We voluntarily give this kind of information all the time to receive things that benefit us, whether it's a free, robust email service or a president. The commercial aspect of big data has normalized this, and one of the most interesting questions that will come out of this is whether these NSA revelations will actually be embraced by the American public. Take David Simon, former Baltimore Sun crime reporter and creator of The Wire:

But those planes really did hit those buildings.  And that bomb did indeed blow up at the finish line of the Boston marathon.  And we really are in a continuing, low-intensity, high-risk conflict with a diffuse, committed and ideologically-motivated enemy.  And for a moment, just imagine how much bloviating would be wafting across our political spectrum if, in the wake of an incident of domestic terrorism, an American president and his administration had failed to take full advantage of the existing telephonic data to do what is possible to find those needles in the haystacks.  After all, we as a people, through our elected representatives, drafted and passed FISA and the Patriot Act and what has been done here, with Verizon and assuredly with other carriers, is possible under that legislation.  Indeed, one Republican author of the law, who was quoted as saying he didn’t think the Patriot Act would be so used, has, in this frantic little moment of national overstatement, revealed himself to be either a political coward or an incompetent legislator.  He asked for this.  We asked for this.  We did so because we measured the reach and possible overreach of law enforcement against the risks of terrorism and made a conscious choice.

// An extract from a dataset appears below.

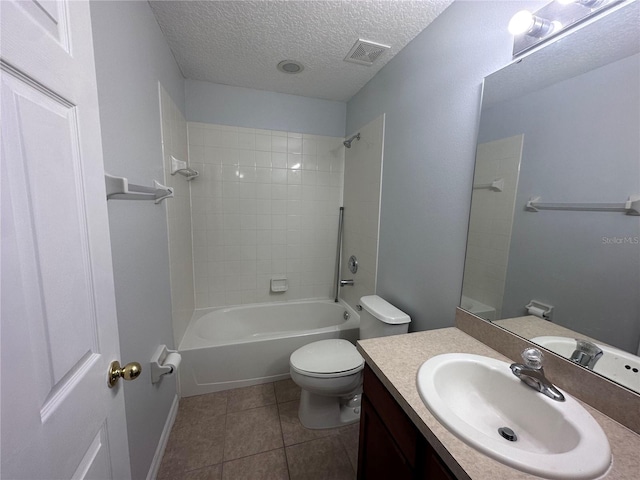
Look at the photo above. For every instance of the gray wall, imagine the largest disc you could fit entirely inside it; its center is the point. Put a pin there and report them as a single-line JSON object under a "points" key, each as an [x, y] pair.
{"points": [[430, 93], [131, 56], [581, 144], [249, 108]]}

Foreign policy/counterterrorism journalist Joshua Foust says the same thing from a more skeptical point of view: "How do you fix a problem like the NSA?" One fix, for Foust, is to give up the services we receive in return for generating all this data: "Restrict the capacity of the government to spy on us. That means restricting their capacity to see threats early on. It also means, again, accepting more risk."

Today the blame is being laid at the feet of the Obama and Bush administrations, but as Foust points out, that would be unfortunate; Congress has to reauthorize these programs. It's also a more malleable target. But Americans have to express objections to it—every two years, not just every four. Whether they will is something maybe even the NSA can't figure out.